The plant closures are the latest shift Barra has authorized. It apparently was prompted by several factors, including the ongoing U.S. shift from traditional passenger cars to light trucks. Most of the products impacted by the announcement are slow-selling sedans like the Chevrolet Cruze and Cadillac XTS.

But Barra and company are also positioning the announcement as part of a broader strategy shift that focuses on electrified and autonomous vehicles.

“GM now intends to prioritize future vehicle investments in its next-generation battery-electric architectures,” the automaker said in a Monday news release. “As the current vehicle portfolio is optimized, it is expected that more than 75% of GM’s global sales volume will come from five vehicle architectures by early next decade.”

(Click Here for more about GM looking at white collar layoffs due to low buyout response.)

GM’s push into electrification and autonomy have led Barra to make other significant moves, notably including her willingness to form alliances with erstwhile rivals.

Barra is pointing GM in the direction of electric vehicles and autonomous vehicles.

In January 2017, it announced a partnership with Honda to develop and build fuel-cell systems. The two launched a second venture this autumn that will see Honda ultimately invest about $2.75 billion to develop self-driving vehicles. That will include a $750 million stake in Cruise Automation, its autonomous vehicle research subsidiary.

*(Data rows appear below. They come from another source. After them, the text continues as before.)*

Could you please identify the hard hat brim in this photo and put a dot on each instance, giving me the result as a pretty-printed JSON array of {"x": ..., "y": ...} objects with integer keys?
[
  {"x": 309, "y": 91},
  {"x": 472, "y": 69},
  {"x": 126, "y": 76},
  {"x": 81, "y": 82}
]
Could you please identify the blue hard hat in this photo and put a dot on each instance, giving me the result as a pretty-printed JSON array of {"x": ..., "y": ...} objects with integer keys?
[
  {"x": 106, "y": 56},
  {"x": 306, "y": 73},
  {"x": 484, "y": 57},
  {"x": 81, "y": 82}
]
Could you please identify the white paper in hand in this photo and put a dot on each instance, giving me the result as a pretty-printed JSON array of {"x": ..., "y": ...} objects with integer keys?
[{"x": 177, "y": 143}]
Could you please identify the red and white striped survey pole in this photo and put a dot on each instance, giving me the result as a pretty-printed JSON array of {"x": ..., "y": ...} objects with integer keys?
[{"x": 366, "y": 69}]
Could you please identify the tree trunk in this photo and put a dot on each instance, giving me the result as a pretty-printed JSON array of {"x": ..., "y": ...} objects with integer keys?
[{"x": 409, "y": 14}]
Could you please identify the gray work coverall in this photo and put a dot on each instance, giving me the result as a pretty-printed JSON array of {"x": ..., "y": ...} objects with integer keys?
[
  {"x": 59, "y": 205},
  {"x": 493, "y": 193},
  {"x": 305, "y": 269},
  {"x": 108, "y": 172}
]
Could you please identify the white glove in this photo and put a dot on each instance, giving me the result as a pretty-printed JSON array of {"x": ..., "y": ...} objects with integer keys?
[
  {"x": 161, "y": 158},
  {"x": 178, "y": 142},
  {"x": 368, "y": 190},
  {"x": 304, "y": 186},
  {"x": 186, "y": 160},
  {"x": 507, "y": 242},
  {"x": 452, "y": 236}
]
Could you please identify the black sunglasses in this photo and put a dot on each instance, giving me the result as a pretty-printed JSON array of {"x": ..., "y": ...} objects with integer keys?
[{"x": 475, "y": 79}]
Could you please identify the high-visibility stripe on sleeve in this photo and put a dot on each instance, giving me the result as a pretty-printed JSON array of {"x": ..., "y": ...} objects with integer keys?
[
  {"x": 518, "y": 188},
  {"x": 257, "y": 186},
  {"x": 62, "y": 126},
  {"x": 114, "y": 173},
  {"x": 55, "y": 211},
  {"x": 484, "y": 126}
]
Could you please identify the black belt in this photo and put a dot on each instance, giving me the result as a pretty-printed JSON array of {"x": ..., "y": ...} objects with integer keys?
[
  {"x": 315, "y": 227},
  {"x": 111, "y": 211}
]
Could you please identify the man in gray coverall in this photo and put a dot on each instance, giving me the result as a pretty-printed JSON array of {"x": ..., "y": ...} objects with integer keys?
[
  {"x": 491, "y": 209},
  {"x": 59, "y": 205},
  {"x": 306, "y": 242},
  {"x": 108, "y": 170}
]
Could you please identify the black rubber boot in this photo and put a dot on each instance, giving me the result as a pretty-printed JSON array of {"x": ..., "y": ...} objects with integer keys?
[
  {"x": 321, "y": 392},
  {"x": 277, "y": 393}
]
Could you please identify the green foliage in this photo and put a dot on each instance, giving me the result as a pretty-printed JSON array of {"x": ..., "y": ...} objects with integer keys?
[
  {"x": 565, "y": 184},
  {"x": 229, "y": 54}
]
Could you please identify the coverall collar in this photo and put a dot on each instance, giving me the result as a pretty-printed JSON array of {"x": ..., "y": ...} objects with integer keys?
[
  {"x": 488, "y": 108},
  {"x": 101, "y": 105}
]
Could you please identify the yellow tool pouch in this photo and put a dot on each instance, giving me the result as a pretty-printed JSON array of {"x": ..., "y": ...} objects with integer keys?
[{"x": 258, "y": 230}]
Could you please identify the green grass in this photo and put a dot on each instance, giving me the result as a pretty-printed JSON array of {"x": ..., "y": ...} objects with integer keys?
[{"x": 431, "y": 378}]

Barra isn’t the only one willing to shake things up. Indeed, Ford Motor Co., announced an even more radical plan earlier this year, CEO Jim Hackett declaring the company will abandon passenger cars almost entirely – with the sole exception of the Mustang in the U.S. market. And Ford is establishing a major new campus in Detroit’s Corktown neighborhood specifically focused on electrified and autonomous vehicles.

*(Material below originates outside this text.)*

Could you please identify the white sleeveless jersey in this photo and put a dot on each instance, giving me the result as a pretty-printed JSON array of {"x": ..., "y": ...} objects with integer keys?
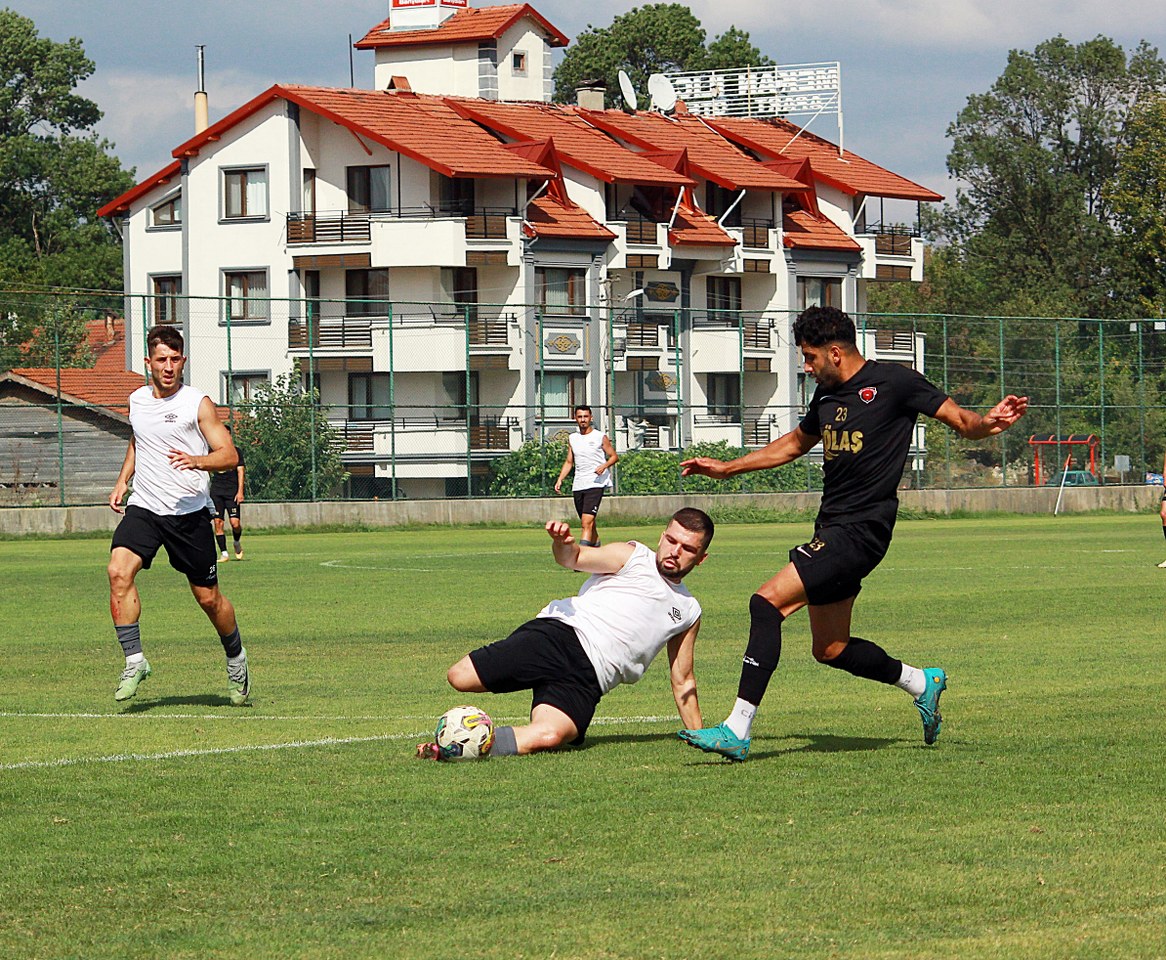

“GM is actually a tad late to adjusting its product line and production capacity to the dramatic car to utility shift,” Krebs said. “Ford and Fiat Chrysler already revealed their plans to largely abandon traditional cars. We had expected GM to follow suit, especially in light of 2019’s labor talks with the UAW.”

Nonetheless, Barra is pushing hard to steer a battleship that, historically, has plowed forward even when icebergs appeared on the horizon.

Of course, such a huge transformation has both its risks and its costs.

The plant closures and job cuts come “at a tremendous cost to people and the communities which depend upon GM plants for economic sustainability,” said analyst Lindland.

(To see more about GM’s plans, Click Here.)

But Barra clearly believes that doing business as usual will have an even higher cost, long-term.